Unlike the traditional (height x width x channels) format used in CNNs for
computer vision, Gymfolio returns the tensor as Channels x Height x Width or
instruments x lookback x indicators. This arrangement ensures compatibility
with high-level reinforcement learning libraries like [StableBaselines3](https://stable-baselines3.readthedocs.io/en/master/), allowing
for seamless integration and utilization of advanced RL algorithms.



### Other considerations
- **Risk-free rate**: The return on an investment with zero risk, providing a baseline against which to measure other investments.
It is used in variants like the Sharpe ratio environment. 

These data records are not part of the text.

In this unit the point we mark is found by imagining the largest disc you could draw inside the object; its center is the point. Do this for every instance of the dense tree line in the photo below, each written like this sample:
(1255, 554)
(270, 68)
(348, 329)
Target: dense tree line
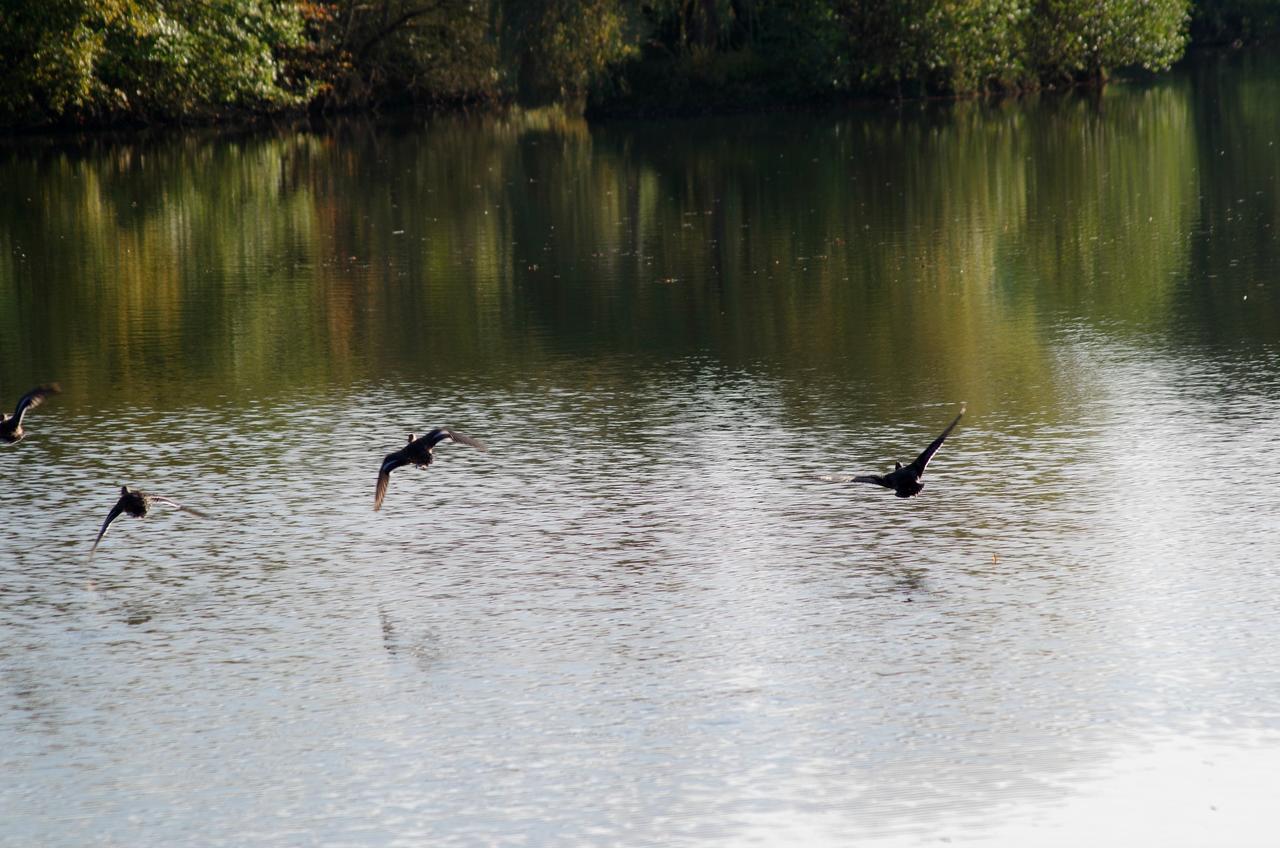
(146, 60)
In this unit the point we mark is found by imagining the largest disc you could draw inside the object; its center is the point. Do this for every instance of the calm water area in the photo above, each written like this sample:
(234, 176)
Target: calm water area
(643, 618)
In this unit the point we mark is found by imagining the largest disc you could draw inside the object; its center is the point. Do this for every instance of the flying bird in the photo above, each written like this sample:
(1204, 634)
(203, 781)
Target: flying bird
(905, 479)
(137, 505)
(420, 452)
(10, 425)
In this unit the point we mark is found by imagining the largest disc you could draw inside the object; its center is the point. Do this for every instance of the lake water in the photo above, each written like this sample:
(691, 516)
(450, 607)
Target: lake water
(643, 618)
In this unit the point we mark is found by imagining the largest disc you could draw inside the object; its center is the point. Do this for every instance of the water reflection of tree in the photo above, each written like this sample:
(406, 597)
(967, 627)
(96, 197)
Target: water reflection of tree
(915, 252)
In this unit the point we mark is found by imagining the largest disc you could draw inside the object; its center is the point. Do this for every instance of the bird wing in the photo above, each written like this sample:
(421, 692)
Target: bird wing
(35, 397)
(110, 516)
(384, 475)
(466, 440)
(178, 506)
(922, 461)
(442, 433)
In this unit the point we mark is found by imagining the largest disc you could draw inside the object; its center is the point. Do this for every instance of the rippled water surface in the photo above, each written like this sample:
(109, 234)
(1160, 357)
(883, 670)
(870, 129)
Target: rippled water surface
(643, 618)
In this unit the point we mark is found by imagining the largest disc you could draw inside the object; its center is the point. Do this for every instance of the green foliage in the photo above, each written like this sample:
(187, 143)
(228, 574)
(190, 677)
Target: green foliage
(142, 58)
(368, 51)
(944, 45)
(76, 60)
(1087, 39)
(557, 49)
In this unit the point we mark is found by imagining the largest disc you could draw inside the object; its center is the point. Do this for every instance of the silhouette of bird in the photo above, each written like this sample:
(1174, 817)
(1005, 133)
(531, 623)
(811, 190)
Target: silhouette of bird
(905, 479)
(137, 505)
(10, 425)
(420, 452)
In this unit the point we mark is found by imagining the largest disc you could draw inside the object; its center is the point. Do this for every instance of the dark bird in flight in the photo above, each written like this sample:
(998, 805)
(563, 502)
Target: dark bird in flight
(905, 479)
(10, 425)
(137, 505)
(420, 452)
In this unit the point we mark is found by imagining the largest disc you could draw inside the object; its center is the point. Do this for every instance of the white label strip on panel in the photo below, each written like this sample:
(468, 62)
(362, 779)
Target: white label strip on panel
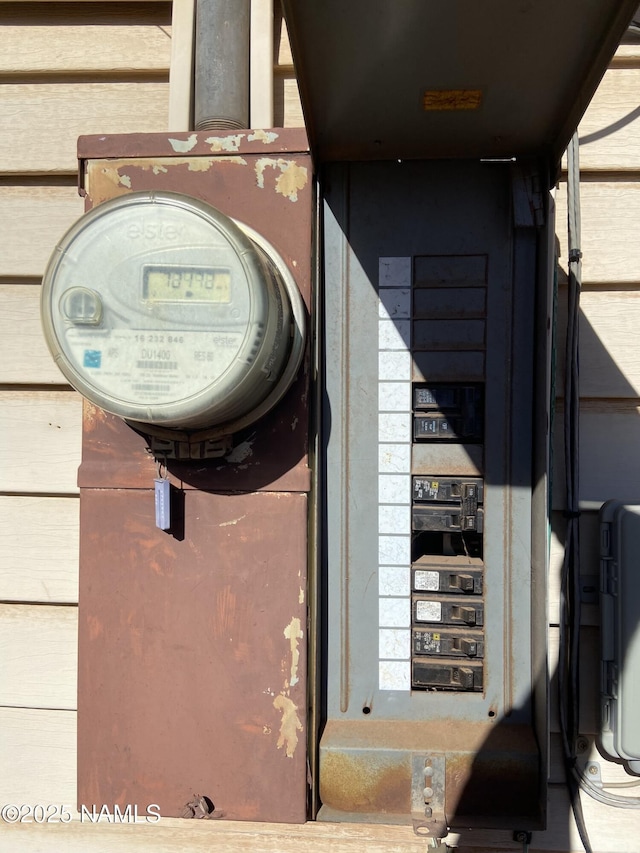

- **Slippage**: The difference between the expected price of a trade and the price at which the trade is executed.
It is used in the `continous_weights=True` case as a negative contribution in the returns of the first day. In the `continous_weights=False` it 
only impacts the buys and sales. 

- **Transaction costs**: Expenses incurred when buying or selling securities, including commissions and fees.
  As with the slippage, t is used in the `continous_weights=True` case as a negative contribution in the returns of the first day. In the `continous_weights=False` it
  only impacts the buys and sales.

## Other environments

### Sharpe ratio environment 
The Sharpe ratio environment replaces the cumulative log-returns as the reward by the Sharpe ratio between periods. Code is located in 
`src/envs/custom/SharpeEnv`. 

The Sharpe ratio is computed as:

$$S = (R_p - R_f) / \sigma_p$$ 

where $R_p$ is the expected annualized portfolio return, $R_f$ is the risk-free rate, and $\sigma_p$ is the standard deviation of the portfolio's excess return.

This environment only modifies the `compute_reward` method of the environment class and adds three additional attributes:

* `riskfree_rate`: risk free rate to compute the numerator of the sharpe ratio (r-Rf).
* `periods_per_year`: periods per year to annualize returns for the Sharpe ratio computation.
* `compute_cumulative`: use the whole trajectory of the episode or just the last returns for the computation of the Sharpe ratio.


### Tracking error environment 
The tracking error environment replaces the reward by the tracking error between the portfolio returns and a series of reference returns, usually an index like the 
SP500. Code is located in `src/envs/custom/TrackingErrorEnv`.

The tracking error is computed as the standard deviation between the portfolio returns and the reference returns.
This environment modifies the `compute_reward` and `step` methods of the environment class and adds one additional attribute:

* `df_reference`: pd.DataFrame with the reference returns (tracked instrument).



## Agents

The goal of Gymfolio is to provide the main building blocks and wrappers for portfolio optimization, 
that can be used and extended with low or high level implementations of RL agents  using any python library (numpy, Tensorflow, PyTorch, PTAN or StableBaselines3).

Gymfolio is compatible with most of the Stable Baselines 3 agents, and has been tested with a subset of them both with discrete and continuous action spaces. 
Gymfolio also has been successfully used in training Decision Transformers, generating trajectories to train the agent offline.